The country has rejected an typically Western individualist notion of democracy, which sees human beings as atoms, free from a chain of generations. Orban thus calls his country an “illiberal democracy”.
Since 2011, Hungary has adopted a wide array of measures to boost fertility and support families. Stone points to various measures undertaken by the governing party:
“First of all, in 2011 and 2012, Hungary changed the structure of their tax exemptions for children, providing new deductions that saved families between $400 and $1 500 on their tax bill per child, depending on how many kids they have.”
Previous research suggests that increased tax exemption boosts birth rates. It is estimated that the policy change resulted in 6 000 and 18 000 more births from 2011 to 2013.
Stone notes that support to families has reach an unprecedented level with the introduction of a new family-housing subsidy in 2015.
In 2015, families were given generous subsidies to buy or build new homes, and the subsidies were scaled based on marital status and the number of children. This “Family Housing Allowance Program,” or CSOK (the abbreviation of the program’s Hungarian name), gives a maximum benefit to married couples with three or more children.
The sheer scale of these programs is impressive, suggesting that Hungary is certainly motivated to reverse Europe’s demographic decline.
So far, the effect has been moderately positive. According to Eurostat, the Hungarian fertility rate fell to 1,25 in 2012 (the lowest in the EU) and has since risen to 1,53 as of 2016, a rise of 22,4 percent.
The Hungarian government argues however that they have seen major progress in restoring families, namely with a marked increase in marriages and decline in divorces and abortions.
It is true that since 2010, Hungary’s marriage policy has shown real results: by 2017, abortion numbers had dropped by more than a third, from 40 449 to 28 500, divorces saw a marked decline (from 23 873 in 2010 to 18 600 in 2017), and the number of marriages had risen by some 42 percent.

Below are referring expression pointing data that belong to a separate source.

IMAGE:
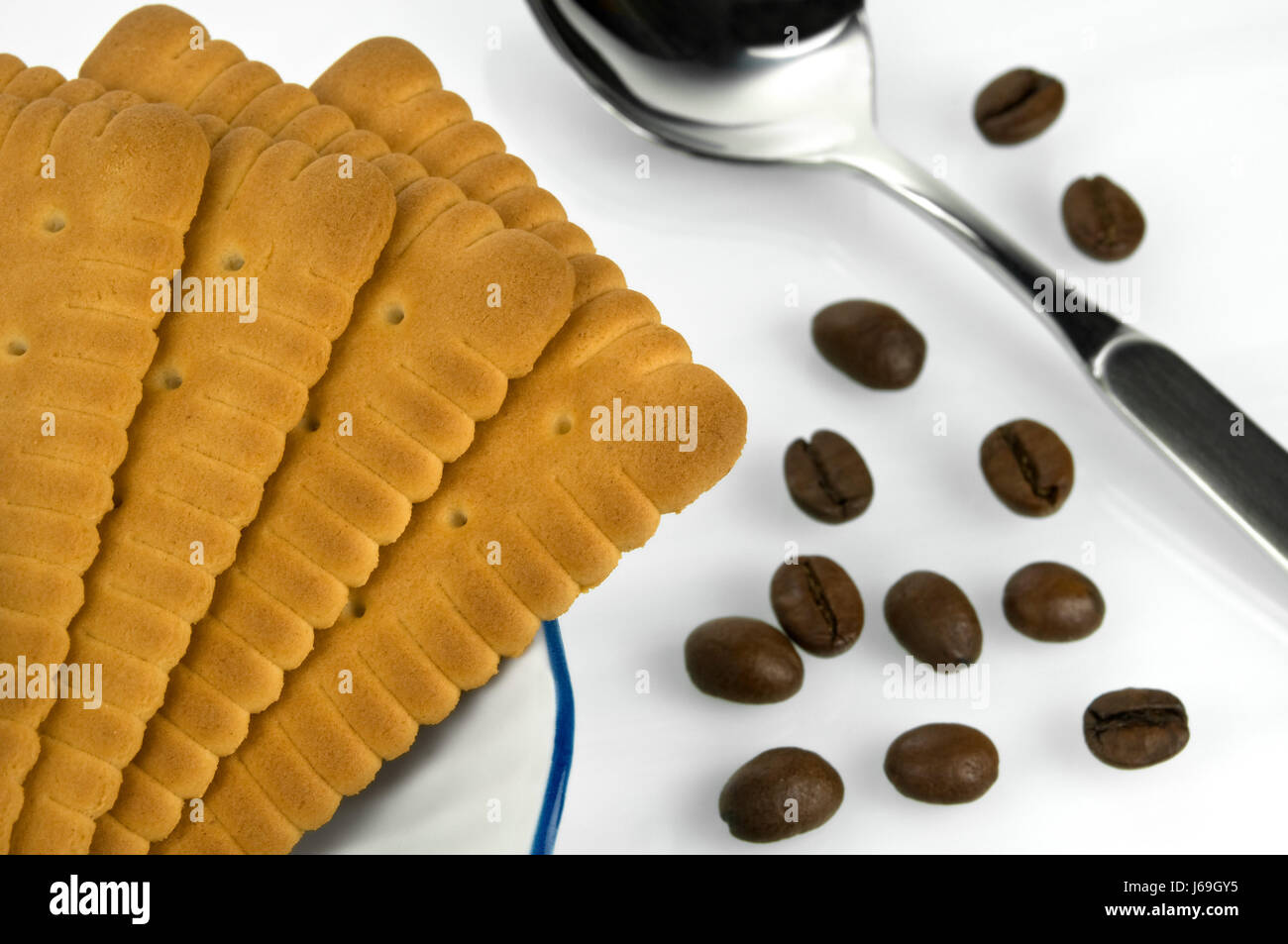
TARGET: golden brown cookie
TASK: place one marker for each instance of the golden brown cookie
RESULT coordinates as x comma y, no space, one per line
434,613
426,356
97,198
281,244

On top of this, the number of places in crèches has increased by 50 percent. It means that Hungary has managed to turn back the clock on much of the fertility and family-structure transition that demographers have long considered inevitable. Stable marriage is in fact a primary condition for the decision to have children.
Although Hungary’s fertility rates are still extremely low – only about 1,5 children per woman – the government is spending huge amounts of money towards fertility gains, including tax preferences, cash grants, loan subsidies and constitutional protections.

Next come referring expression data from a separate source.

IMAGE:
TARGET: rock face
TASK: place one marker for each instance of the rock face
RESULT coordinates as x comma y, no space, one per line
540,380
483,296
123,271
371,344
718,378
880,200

These policies may be effective in the long run however, because they are not being used in isolation, but rather together with other measures such as inducing marriage, not simply childbearing. Marriage helps boost long-run fertility, not just birth-timing, Stone notes.
Recently a national consultation was held, asking Hungarian citizens what they think about various proposals to strengthen the family.
The government has stated its purpose clearly: “The upcoming national consultation seeks citizen input on the foundations of a powerful family support scheme, hoping to send a straightforward message that Europe cannot be revived without strengthening families.”
The questions relate to the introduction of full-time motherhood for women raising a minimum of four children, the two-thirds protection of grants provided for families raising children, and the provision of support for family members looking after sick children at home.
By doing so, Hungary’s declining population will not be remedied by immigration, but rather by more intensive family support measures.
By way of comparison, it has been observed that it took many decades for Israel’s pro-natalist policies to bear fruit, recently overtaking Arab fertility, which is a remarkable achievement.